Play and Rewind: Optimizing Binary Representations of Videos by Self-Supervised Temporal Hashing

We focus on hashing videos into short binary codes for efficient Content-based Video Retrieval (CBVR), which is a fundamental technique that supports access to the ever-growing abundance of videos on the Web. Existing video hash functions are built on three isolated stages: frame pooling, relaxed learning, and binarization, which have not adequately explored the temporal order of video frames in a joint binary optimization model, resulting in severe information loss.
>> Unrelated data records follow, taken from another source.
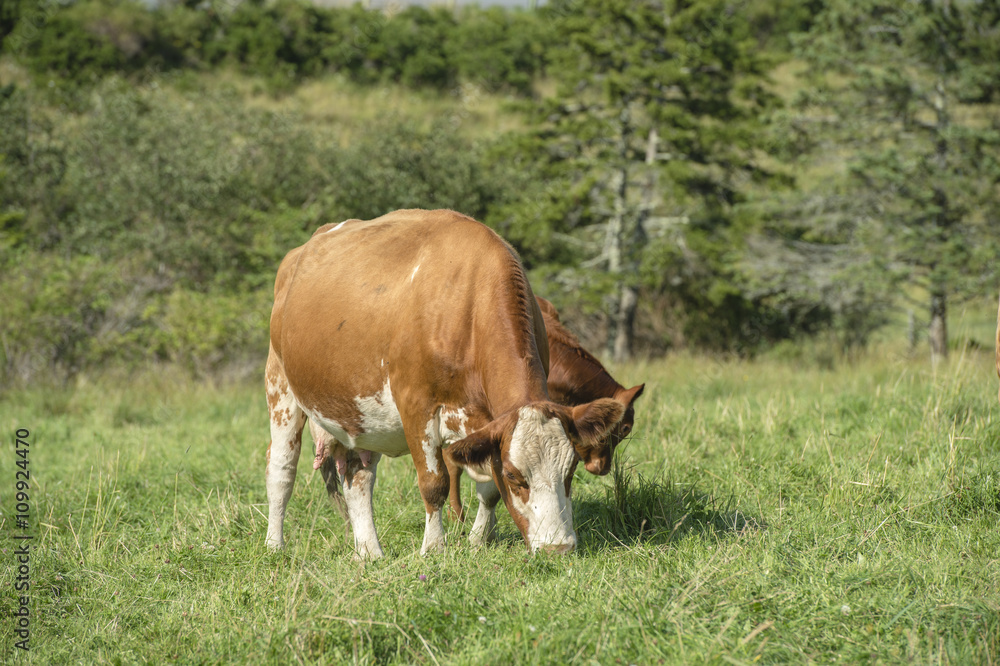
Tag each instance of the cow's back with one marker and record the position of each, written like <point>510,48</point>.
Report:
<point>406,299</point>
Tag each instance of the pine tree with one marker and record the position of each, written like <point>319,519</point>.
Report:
<point>657,102</point>
<point>910,84</point>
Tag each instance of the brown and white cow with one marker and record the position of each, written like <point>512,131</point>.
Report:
<point>575,377</point>
<point>410,333</point>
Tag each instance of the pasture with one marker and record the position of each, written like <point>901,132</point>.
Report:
<point>764,512</point>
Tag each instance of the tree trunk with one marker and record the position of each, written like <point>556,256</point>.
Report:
<point>937,334</point>
<point>625,323</point>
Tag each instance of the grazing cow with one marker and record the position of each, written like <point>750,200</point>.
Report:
<point>575,378</point>
<point>410,333</point>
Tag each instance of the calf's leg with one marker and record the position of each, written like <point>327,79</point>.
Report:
<point>358,483</point>
<point>484,530</point>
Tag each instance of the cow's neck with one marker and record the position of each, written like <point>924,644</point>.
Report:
<point>579,376</point>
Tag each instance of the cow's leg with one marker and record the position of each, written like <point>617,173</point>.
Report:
<point>433,481</point>
<point>358,482</point>
<point>287,421</point>
<point>484,530</point>
<point>454,488</point>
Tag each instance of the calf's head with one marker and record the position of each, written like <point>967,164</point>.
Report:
<point>597,454</point>
<point>532,452</point>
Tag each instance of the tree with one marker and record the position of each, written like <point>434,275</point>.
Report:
<point>903,81</point>
<point>656,102</point>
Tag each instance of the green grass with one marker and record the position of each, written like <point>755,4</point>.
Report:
<point>765,511</point>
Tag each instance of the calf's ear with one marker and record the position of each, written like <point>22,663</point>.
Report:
<point>594,420</point>
<point>629,396</point>
<point>477,447</point>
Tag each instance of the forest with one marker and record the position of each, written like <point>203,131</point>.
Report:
<point>714,175</point>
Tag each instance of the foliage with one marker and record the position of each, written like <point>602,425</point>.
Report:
<point>286,41</point>
<point>925,172</point>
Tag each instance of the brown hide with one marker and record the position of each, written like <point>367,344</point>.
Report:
<point>577,377</point>
<point>384,328</point>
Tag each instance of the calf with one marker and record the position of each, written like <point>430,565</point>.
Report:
<point>575,377</point>
<point>407,334</point>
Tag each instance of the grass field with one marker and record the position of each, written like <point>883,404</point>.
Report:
<point>767,511</point>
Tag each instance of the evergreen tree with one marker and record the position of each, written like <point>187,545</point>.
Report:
<point>657,103</point>
<point>904,82</point>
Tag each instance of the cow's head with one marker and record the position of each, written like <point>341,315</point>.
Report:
<point>532,453</point>
<point>596,455</point>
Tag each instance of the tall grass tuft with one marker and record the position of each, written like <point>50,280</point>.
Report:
<point>653,509</point>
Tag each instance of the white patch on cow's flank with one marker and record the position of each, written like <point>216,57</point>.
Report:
<point>381,425</point>
<point>449,436</point>
<point>430,445</point>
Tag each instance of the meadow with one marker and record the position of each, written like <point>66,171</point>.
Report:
<point>769,511</point>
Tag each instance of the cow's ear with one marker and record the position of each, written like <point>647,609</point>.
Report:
<point>594,420</point>
<point>477,447</point>
<point>629,396</point>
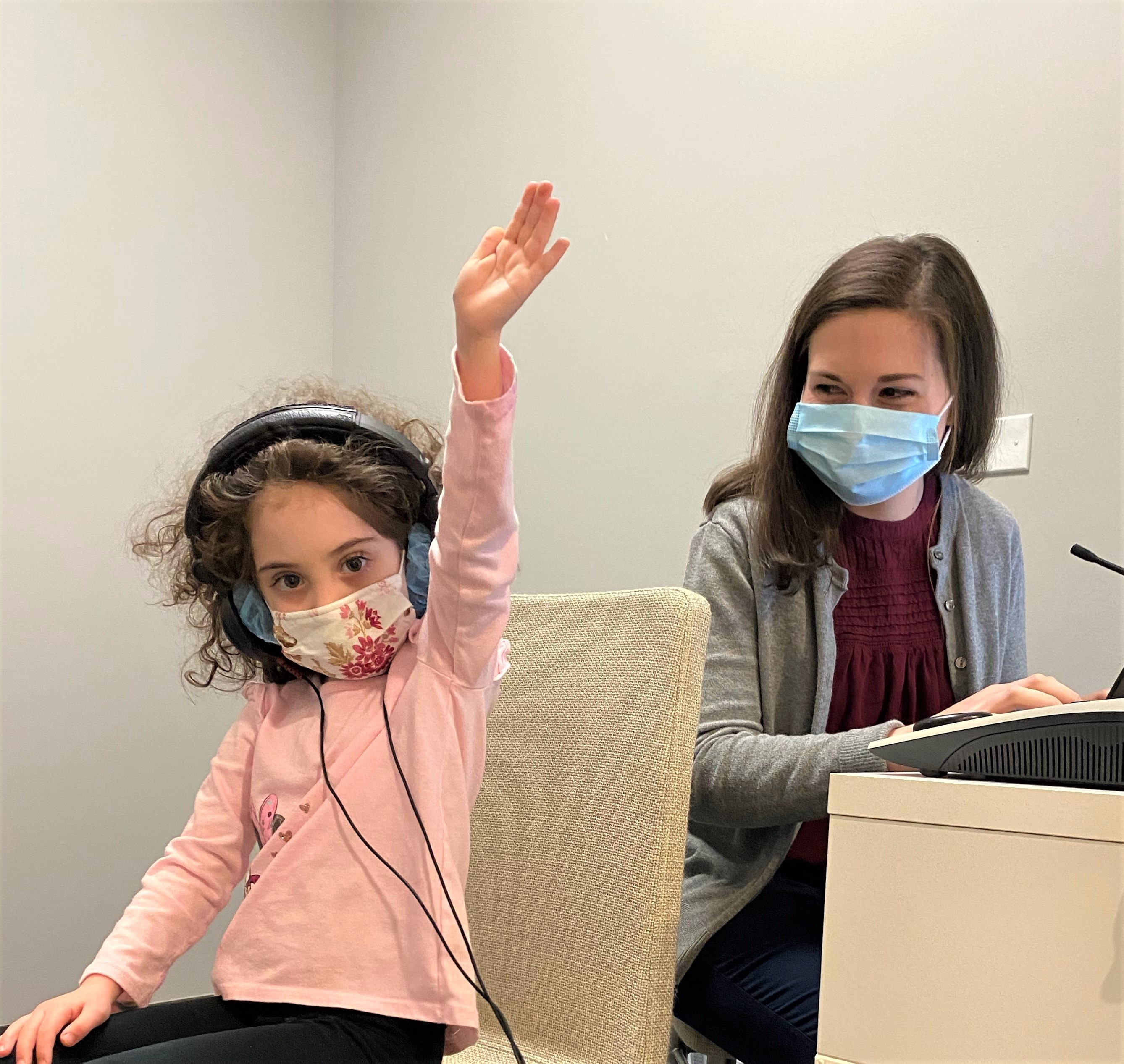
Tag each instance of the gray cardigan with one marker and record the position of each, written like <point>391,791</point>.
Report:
<point>762,759</point>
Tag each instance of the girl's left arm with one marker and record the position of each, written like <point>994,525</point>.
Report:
<point>475,554</point>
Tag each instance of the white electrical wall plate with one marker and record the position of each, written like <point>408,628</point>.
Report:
<point>1011,454</point>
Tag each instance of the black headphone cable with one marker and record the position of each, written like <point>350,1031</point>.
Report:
<point>477,985</point>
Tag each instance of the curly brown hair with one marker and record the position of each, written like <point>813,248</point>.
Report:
<point>387,497</point>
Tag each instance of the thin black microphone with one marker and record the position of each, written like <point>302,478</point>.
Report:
<point>1086,556</point>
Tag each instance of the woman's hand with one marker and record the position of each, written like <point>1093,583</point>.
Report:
<point>1033,692</point>
<point>505,269</point>
<point>79,1013</point>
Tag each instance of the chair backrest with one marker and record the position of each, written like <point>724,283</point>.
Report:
<point>579,831</point>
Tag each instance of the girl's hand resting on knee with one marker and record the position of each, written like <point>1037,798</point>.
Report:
<point>70,1017</point>
<point>1033,692</point>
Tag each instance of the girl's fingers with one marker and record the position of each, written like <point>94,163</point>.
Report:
<point>521,213</point>
<point>551,259</point>
<point>489,243</point>
<point>534,213</point>
<point>543,230</point>
<point>11,1035</point>
<point>49,1031</point>
<point>82,1025</point>
<point>25,1045</point>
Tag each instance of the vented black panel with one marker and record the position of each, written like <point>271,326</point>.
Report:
<point>1080,753</point>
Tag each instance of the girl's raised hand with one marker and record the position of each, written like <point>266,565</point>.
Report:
<point>74,1015</point>
<point>508,265</point>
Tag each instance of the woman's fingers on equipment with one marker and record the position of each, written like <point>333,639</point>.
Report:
<point>1018,697</point>
<point>1050,686</point>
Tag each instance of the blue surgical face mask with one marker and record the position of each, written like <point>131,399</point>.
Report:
<point>866,454</point>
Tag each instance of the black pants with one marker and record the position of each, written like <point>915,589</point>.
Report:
<point>210,1031</point>
<point>754,989</point>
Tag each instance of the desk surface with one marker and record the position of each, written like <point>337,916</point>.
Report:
<point>1033,809</point>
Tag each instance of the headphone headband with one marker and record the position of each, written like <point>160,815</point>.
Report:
<point>318,422</point>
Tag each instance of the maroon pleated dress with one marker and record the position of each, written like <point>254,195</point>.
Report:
<point>890,660</point>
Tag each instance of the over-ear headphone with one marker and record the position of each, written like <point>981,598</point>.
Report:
<point>318,422</point>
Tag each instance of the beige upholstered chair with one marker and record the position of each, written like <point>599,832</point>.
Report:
<point>579,831</point>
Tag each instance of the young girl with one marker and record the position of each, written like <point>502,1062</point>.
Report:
<point>328,957</point>
<point>858,582</point>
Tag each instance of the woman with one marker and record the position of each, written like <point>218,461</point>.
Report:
<point>858,584</point>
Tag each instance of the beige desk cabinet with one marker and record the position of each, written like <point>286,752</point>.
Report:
<point>970,922</point>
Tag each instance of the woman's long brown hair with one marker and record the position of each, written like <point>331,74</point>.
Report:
<point>796,518</point>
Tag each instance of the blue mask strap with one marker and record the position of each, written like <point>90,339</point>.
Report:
<point>255,615</point>
<point>418,568</point>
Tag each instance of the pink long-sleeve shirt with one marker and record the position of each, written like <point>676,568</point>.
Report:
<point>323,923</point>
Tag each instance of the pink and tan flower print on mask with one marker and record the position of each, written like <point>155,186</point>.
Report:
<point>353,639</point>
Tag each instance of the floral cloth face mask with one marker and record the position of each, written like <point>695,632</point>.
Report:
<point>355,637</point>
<point>350,639</point>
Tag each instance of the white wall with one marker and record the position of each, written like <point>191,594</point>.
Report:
<point>189,188</point>
<point>167,243</point>
<point>711,160</point>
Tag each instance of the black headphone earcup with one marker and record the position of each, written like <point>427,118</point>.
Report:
<point>242,639</point>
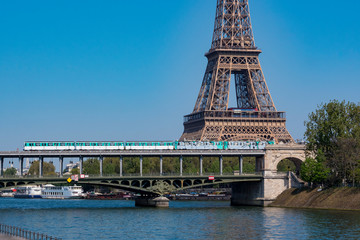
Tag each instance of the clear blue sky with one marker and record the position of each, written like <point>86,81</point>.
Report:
<point>130,70</point>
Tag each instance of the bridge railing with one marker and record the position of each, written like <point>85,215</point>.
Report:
<point>17,177</point>
<point>22,233</point>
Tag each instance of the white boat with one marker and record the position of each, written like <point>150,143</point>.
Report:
<point>30,191</point>
<point>50,191</point>
<point>7,193</point>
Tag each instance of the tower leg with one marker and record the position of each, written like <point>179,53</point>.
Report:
<point>121,160</point>
<point>21,161</point>
<point>41,164</point>
<point>101,165</point>
<point>1,166</point>
<point>181,161</point>
<point>61,165</point>
<point>141,160</point>
<point>241,165</point>
<point>221,165</point>
<point>161,162</point>
<point>81,160</point>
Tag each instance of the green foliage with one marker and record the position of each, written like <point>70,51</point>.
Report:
<point>48,169</point>
<point>332,121</point>
<point>10,172</point>
<point>333,135</point>
<point>314,171</point>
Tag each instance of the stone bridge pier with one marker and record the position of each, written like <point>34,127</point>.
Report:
<point>272,183</point>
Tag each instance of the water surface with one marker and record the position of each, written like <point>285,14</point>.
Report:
<point>96,219</point>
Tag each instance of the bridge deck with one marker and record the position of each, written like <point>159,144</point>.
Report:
<point>131,153</point>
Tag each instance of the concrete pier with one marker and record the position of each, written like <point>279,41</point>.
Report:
<point>161,202</point>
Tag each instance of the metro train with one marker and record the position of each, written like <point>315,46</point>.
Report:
<point>114,145</point>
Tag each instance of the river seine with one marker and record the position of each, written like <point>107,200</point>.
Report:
<point>93,219</point>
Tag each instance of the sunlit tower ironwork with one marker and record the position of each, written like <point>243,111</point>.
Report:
<point>234,57</point>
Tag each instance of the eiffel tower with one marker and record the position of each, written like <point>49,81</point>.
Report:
<point>233,57</point>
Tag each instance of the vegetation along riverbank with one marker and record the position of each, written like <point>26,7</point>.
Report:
<point>342,198</point>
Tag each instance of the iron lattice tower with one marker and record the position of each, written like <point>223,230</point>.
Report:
<point>233,55</point>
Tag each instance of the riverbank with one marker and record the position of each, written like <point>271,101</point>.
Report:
<point>332,198</point>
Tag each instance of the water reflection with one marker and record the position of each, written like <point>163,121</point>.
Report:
<point>183,220</point>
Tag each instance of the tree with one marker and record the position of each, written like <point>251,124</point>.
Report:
<point>10,172</point>
<point>332,121</point>
<point>314,171</point>
<point>333,135</point>
<point>345,160</point>
<point>48,169</point>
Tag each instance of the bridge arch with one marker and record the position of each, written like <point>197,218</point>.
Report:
<point>275,154</point>
<point>10,184</point>
<point>297,161</point>
<point>125,182</point>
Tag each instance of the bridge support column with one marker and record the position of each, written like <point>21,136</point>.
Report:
<point>221,164</point>
<point>259,193</point>
<point>259,164</point>
<point>81,160</point>
<point>121,159</point>
<point>101,159</point>
<point>181,160</point>
<point>141,159</point>
<point>41,164</point>
<point>241,165</point>
<point>150,201</point>
<point>61,165</point>
<point>1,166</point>
<point>21,161</point>
<point>161,160</point>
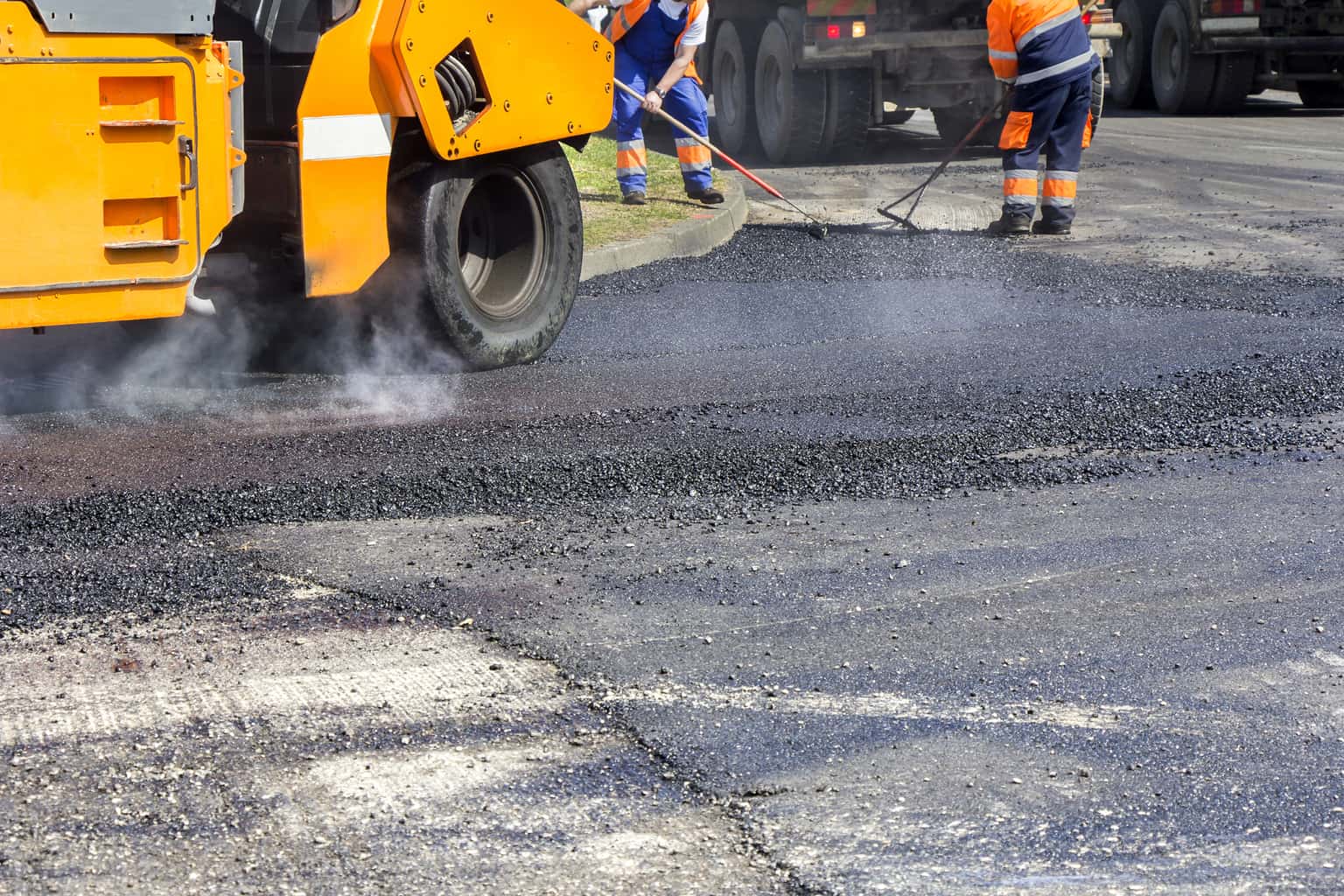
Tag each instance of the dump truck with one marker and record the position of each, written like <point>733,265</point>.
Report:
<point>804,80</point>
<point>1208,55</point>
<point>170,156</point>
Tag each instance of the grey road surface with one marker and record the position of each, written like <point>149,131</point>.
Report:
<point>882,564</point>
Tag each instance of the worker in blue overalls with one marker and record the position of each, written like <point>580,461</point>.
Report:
<point>654,54</point>
<point>1042,49</point>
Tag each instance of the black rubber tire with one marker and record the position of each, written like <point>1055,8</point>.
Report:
<point>1321,94</point>
<point>1231,82</point>
<point>848,113</point>
<point>496,245</point>
<point>789,102</point>
<point>955,121</point>
<point>732,75</point>
<point>1130,70</point>
<point>1183,80</point>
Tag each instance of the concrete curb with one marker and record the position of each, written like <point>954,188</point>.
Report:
<point>697,235</point>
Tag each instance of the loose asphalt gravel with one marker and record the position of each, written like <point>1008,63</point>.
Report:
<point>913,564</point>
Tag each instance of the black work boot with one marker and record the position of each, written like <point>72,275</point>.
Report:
<point>1053,228</point>
<point>710,196</point>
<point>1011,225</point>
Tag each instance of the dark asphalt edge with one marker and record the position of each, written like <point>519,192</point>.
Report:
<point>704,231</point>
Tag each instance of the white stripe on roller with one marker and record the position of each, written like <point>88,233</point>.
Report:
<point>1068,65</point>
<point>330,137</point>
<point>1048,24</point>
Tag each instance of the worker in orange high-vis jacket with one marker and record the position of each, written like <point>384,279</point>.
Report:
<point>1042,49</point>
<point>654,54</point>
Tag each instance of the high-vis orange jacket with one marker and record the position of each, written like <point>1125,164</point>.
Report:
<point>1038,42</point>
<point>626,17</point>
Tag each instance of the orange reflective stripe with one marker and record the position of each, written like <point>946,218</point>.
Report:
<point>1060,188</point>
<point>631,158</point>
<point>1019,187</point>
<point>694,153</point>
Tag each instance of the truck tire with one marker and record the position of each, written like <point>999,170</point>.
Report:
<point>955,121</point>
<point>732,74</point>
<point>1183,80</point>
<point>790,102</point>
<point>1321,94</point>
<point>1233,82</point>
<point>848,113</point>
<point>1130,70</point>
<point>496,245</point>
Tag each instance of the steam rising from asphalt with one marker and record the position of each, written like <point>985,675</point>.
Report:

In this paper, we propose a novel unsupervised video hashing framework called Self-Supervised Temporal Hashing (SSTH) that is able to capture the temporal nature of videos in an end-to-end learning-to-hash fashion. Specifically, the hash function of SSTH is an encoder RNN equipped with the proposed Binary LSTM (BLSTM) that generates binary codes for videos. The hash function is learned in a self-supervised fashion, where a decoder RNN is proposed to reconstruct the original video frames in both forward and reverse orders. For binary code optimization, we develop a backpropagation rule that tackles the non-differentiability of BLSTM. This rule allows efficient deep network training without suffering from the binarization loss. Through extensive CBVR experiments on two real-world consumer video datasets of Youtube and Flickr, we show that SSTH consistently outperforms state-of-the-art video hashing methods, eg., in terms of mAP@20, SSTH using only 128 bits can still outperform others using 256 bits by at least 9% to 15% on both datasets.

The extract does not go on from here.